THE ECONOMICS OF TENURE. As laid out by a self-described conservative mathematician.

Grant seeking and salary protection largely negate the "protection" to pursue work underappreciated by the broader community. As long as a significant portion of my income arises from research grants and as long as my yearly raises (and self esteem) are strongly dependent on the quality of my research (as judged by the community - not me), I have a very strong incentive to produce work that the scientific community highly values.

More positively, tenure allows me to pursue ambitious projects which have high possibility of failure. Andrew Wiles's dogged and ultimately successful pursuit of the Fermat conjecture gives a wonderful - but rare - example of tenure's support of ambitious but risky projects.

If tenure only rarely fulfills its putative role of promoting intellectual risk taking (at least in my field), what role does it serve? First, it lowers the cost of employment. Faculty exchange some salary for employment security. This is especially important in fields like mathematics and physics where there is a mythology asserting that your best work is done early in life. In sports, the expected diminution of talent with age is accompanied with early career salaries that suffice to fund the rest of your life. In academics, your employment is protected, but you are expected to redirect your energies to greater teaching and administrative work if your research productivity declines in later years.

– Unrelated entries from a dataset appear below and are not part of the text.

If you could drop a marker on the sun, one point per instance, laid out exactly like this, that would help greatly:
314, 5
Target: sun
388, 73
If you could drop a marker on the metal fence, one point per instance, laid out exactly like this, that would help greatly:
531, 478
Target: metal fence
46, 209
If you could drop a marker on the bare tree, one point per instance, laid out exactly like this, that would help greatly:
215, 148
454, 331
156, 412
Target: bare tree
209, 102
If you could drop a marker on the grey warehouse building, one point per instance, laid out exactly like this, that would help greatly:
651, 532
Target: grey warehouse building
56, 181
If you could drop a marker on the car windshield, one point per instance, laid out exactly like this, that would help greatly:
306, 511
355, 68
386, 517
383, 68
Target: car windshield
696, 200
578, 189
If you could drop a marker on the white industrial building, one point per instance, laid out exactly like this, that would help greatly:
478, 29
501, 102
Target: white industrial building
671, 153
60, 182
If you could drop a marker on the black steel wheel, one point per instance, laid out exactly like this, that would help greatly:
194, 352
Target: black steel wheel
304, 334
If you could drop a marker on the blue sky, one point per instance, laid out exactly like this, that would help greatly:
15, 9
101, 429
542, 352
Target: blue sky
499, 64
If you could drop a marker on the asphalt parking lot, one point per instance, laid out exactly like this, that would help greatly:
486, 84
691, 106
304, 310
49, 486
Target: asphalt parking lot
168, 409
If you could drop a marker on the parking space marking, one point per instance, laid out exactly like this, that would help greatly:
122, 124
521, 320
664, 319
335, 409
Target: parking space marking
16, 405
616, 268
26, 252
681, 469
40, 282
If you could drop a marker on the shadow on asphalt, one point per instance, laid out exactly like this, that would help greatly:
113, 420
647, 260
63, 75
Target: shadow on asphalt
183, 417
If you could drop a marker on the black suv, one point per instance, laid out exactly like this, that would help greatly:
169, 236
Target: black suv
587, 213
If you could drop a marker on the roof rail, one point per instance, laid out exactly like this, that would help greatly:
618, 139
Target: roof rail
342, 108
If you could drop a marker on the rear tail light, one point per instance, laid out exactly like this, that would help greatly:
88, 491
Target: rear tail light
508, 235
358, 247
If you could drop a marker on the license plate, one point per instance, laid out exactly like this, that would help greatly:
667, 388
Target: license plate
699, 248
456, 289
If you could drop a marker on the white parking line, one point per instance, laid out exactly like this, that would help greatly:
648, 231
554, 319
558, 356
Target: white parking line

That last sentence is not completely accurate: more than one colleague has joked about receiving tenure because a vacancy came up on an important committee, and it's not clear whether the research decline precedes or is precipitated by the tasks that get in the way of real work. Go read and understand the entire post. Note that the institution of academic tenure might have evolved to reduce transaction costs idiosyncratic to knowledge production, and accordingly ought not be overturned without careful thought about the consequences.